(Hauppauge, NY- February 6, 2013) – In a move designed to further protect the Peconic Estuary, Legislator Al Krupski partnered with Suffolk County Executive Steve Bellone on legislation passed Tuesday funding a pilot study of clustered wastewater treatment alternatives for the Peconic Estuary Watershed. The $90,000 appropriated from the Water Quality Protection and Restoration Program funded by the quarter percent sales tax, will fund a pilot study to determine the viability of clustered treatment of decentralized wastewater in the watershed area. The Peconic Estuary Watershed, which begins at the headwaters of the Peconic River and extends east, draining into the bays between the North and South Forks, extends to portions of five towns, including Brookhaven, Riverhead, Southampton, East Hampton, Southold and Shelter Island.
“During the last decade, a great deal has been done to protect the estuary, one of the great environmental treasures of the East End, including sewage plant upgrades, storm water abatement and wetlands restoration,” said Legislator Krupski. “But more needs to be done, especially in the area of wastewater treatment. This pilot study will provide information that will help Suffolk County and local municipalities make informed decisions about the implementation and potential benefits of clustered wastewater treatment systems in existing communities located within the Peconic Estuary.”

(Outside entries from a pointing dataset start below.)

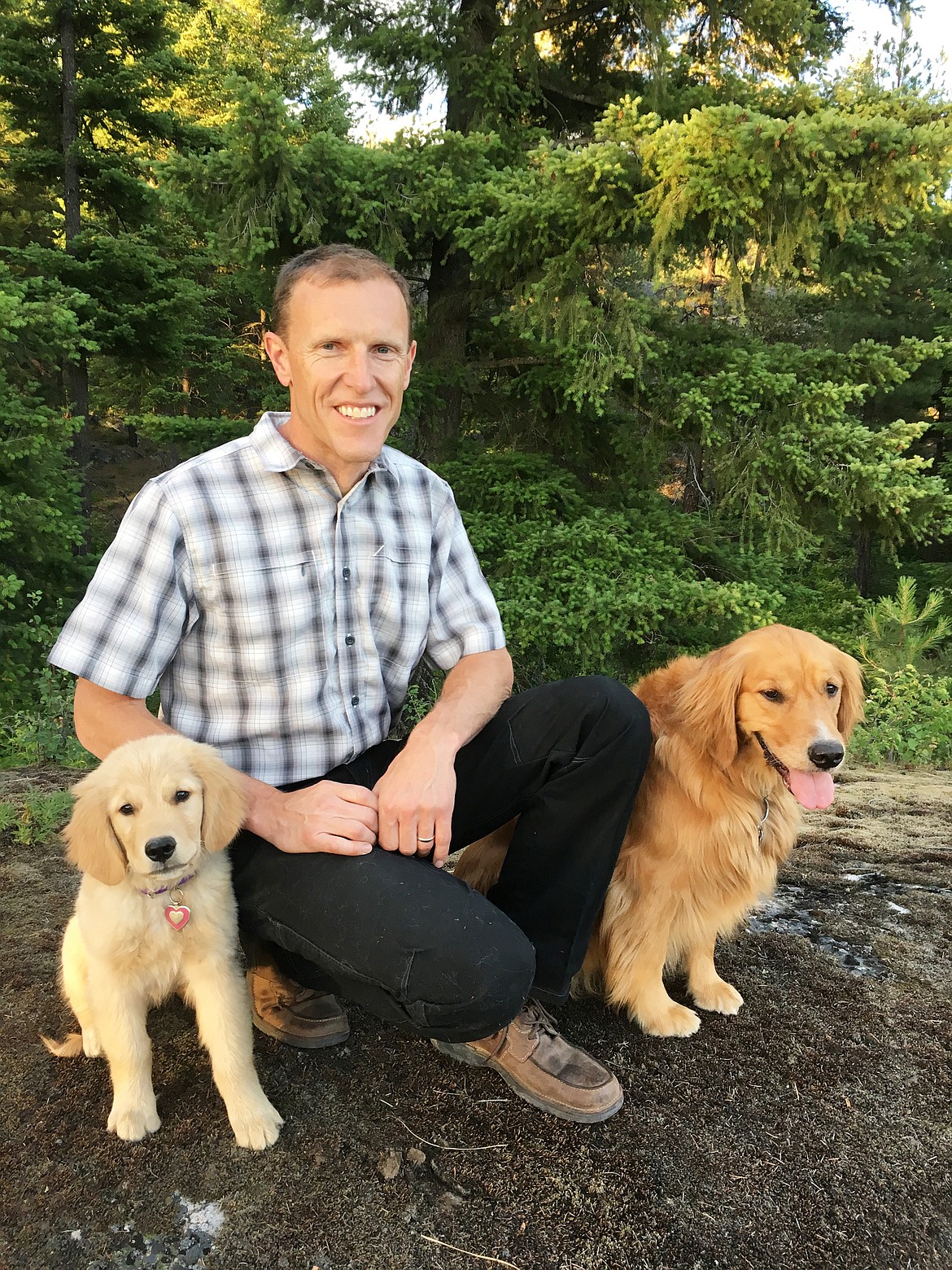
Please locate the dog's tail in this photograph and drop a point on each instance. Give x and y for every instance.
(69, 1048)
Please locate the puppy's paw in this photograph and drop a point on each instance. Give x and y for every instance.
(133, 1123)
(673, 1020)
(720, 997)
(256, 1125)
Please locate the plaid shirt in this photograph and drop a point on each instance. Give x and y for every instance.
(281, 621)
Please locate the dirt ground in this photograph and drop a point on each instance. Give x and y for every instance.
(813, 1131)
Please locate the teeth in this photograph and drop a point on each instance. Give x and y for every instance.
(358, 412)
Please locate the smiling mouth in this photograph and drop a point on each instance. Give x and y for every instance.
(813, 790)
(358, 412)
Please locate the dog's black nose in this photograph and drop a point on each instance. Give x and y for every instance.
(827, 753)
(160, 848)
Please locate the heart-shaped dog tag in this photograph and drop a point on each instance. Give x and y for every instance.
(177, 916)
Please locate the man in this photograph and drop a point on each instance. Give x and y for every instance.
(279, 591)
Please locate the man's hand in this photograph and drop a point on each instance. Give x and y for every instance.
(417, 793)
(415, 800)
(340, 819)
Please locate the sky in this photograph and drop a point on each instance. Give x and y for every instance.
(932, 28)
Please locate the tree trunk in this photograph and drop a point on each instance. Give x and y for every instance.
(75, 374)
(444, 349)
(862, 572)
(448, 292)
(693, 476)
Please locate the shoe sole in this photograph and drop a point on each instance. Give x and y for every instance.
(299, 1041)
(464, 1054)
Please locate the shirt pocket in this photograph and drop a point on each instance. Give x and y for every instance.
(399, 603)
(265, 616)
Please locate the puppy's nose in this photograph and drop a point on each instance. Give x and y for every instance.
(160, 848)
(824, 755)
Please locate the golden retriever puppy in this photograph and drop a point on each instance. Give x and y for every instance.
(155, 913)
(743, 739)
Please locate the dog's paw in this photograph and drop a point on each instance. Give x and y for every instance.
(133, 1123)
(720, 997)
(673, 1020)
(256, 1127)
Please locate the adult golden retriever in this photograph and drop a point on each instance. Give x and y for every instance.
(155, 913)
(743, 738)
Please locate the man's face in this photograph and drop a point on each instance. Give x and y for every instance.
(346, 357)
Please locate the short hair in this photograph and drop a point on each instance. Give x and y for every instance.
(335, 262)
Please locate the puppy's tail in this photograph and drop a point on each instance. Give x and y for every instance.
(69, 1048)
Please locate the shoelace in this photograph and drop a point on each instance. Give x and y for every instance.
(539, 1020)
(299, 998)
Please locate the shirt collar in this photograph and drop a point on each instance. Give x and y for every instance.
(278, 455)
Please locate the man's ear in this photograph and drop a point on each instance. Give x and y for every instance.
(278, 356)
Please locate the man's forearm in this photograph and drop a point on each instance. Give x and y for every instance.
(473, 694)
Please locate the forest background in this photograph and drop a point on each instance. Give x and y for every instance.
(683, 303)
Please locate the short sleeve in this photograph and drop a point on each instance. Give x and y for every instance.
(138, 606)
(464, 614)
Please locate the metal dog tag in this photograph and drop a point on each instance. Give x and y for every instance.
(177, 913)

“I want to thank Legislator Krupski for working with me on this important environmental study,” said County Executive Bellone. “Mounting evidence suggests a link between onsite individual residential wastewater treatment systems and water quality within the estuary. Many older coastal communities still rely on cesspools and onsite septic wastewater treatment. This pilot study is an essential step in an ongoing process to protect the estuary and Suffolk water quality for future generations by identifying the most viable wastewater treatment alternatives for the many structures that already exist within the watershed area.”
Clustering enables several residential units to connect to a common wastewater treatment system, which allows for the utilization of more innovative systems and offers potential cost advantages, as well as environmental benefits. The pilot will execute the planning and preliminary design of pilot projects for clustered wastewater treatment in existing communities, with a goal of reducing nitrogen loading in the estuary that leaches into groundwater and migrates to surface water bodies.
The study will be conducted by Peconic Green Growth, a not-for-profit organization, under the direction of the Department of Economic Development and Planning, Division of Environmental Planning. Peconic Green Growth submitted a grant application as a result of a call for submissions and was one of nine projects chosen by the Water Quality Protection and Restoration Program Review Committee to receive grants.